GENÇLER ÇİN'İ TERCİH EDİYOR
Çin ile ilgili olarak Amerika'da bir kuşak çatışması göze çarpıyor. Gençler ileri yaştakilere kıyasla Çin'e daha olumlu bakıyor. 18 ile 24 yaş arasında neredeyse her beş Amerikalıdan üçü (yüzde 59) Çin hakkında olumlu düşünürken, bu görüş 45-54 yaş grubunda yüzde 33, 55-64 yaş grubunda yüzde 37 ve 65 yaş üzerinde yüzde 36 olarak sıralanıyor. ABD'nin ulusal çıkarları sorulduğunda genç Amerikalıların yüzde 76'sı Çin, Japonya ve Güney Kore gibi Asya ülkelerini, Avrupa Birliği ülkelerinden daha önemli gördüklerini belirtiyor (yüzde 17).

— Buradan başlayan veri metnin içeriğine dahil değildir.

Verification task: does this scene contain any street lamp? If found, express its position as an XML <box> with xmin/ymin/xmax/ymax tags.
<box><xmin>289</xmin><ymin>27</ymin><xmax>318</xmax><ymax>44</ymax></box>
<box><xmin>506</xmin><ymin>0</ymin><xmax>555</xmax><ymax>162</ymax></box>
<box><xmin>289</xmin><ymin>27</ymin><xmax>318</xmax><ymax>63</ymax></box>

AB'de ise 18-24 yaş arasındakilerin yüzde 41'i Asya'nın ulusal çıkarları için önemli olduğuna inanırken, diğer yaş gruplarından alınan yanıtlar da bu rakamdan aşağı yukarı yüzde 5 farklılık gösteriyor. ABD, Çin'i ulusal çıkarları için önemli görmesine rağmen, Avrupalılar Çin'in ekonomik bir tehditten ziyade ekonomik bir fırsat olduğuna inanıyor.
Hollanda yüzde 67, İsveç yüzde 65, Birleşik Krallık yüzde 58 ve Almanya yüzde 57, Bulgaristan yüzde 49 ve Romanya yüzde 51 ile Çin'i ekonomik bir fırsat olarak tanımlamış. Bu eğilim Amerika'da ise tam tersi olarak dikkat çekiyor. Amerikalıların yüzde 63'ü Çin'i ekonomik bir tehdit olarak düşünürken, sadece yüzde 31 fırsat olarak nitelendiriyor. ABD'nin Çin'i askeri tehdit görme eğilimi de Avrupalılara kıyasla daha fazla.
EKONOMİ
Devlet harcamalarını azaltmayı mı, sabit tutmayı mı yoksa arttırmayı mı tercih edersiniz diye sorulduğunda AB'dekilerin yüzde 50'si, Amerikalıların yüzde 61'i harcamaların azaltılmasını tercih etmiş görünüyor. AB'de yanıt verenlerin yüzde 67'si AB üyeliğinin ekonomileri için iyi olduğuna inanırken, Avro aynı desteği bulamamış. Avro bölgesi ülkeleri içinde yanıt verenlerin sadece yüzde 40'ı Avro'nun ülkelerinin ekonomisi için iyi olduğuna inanıyor.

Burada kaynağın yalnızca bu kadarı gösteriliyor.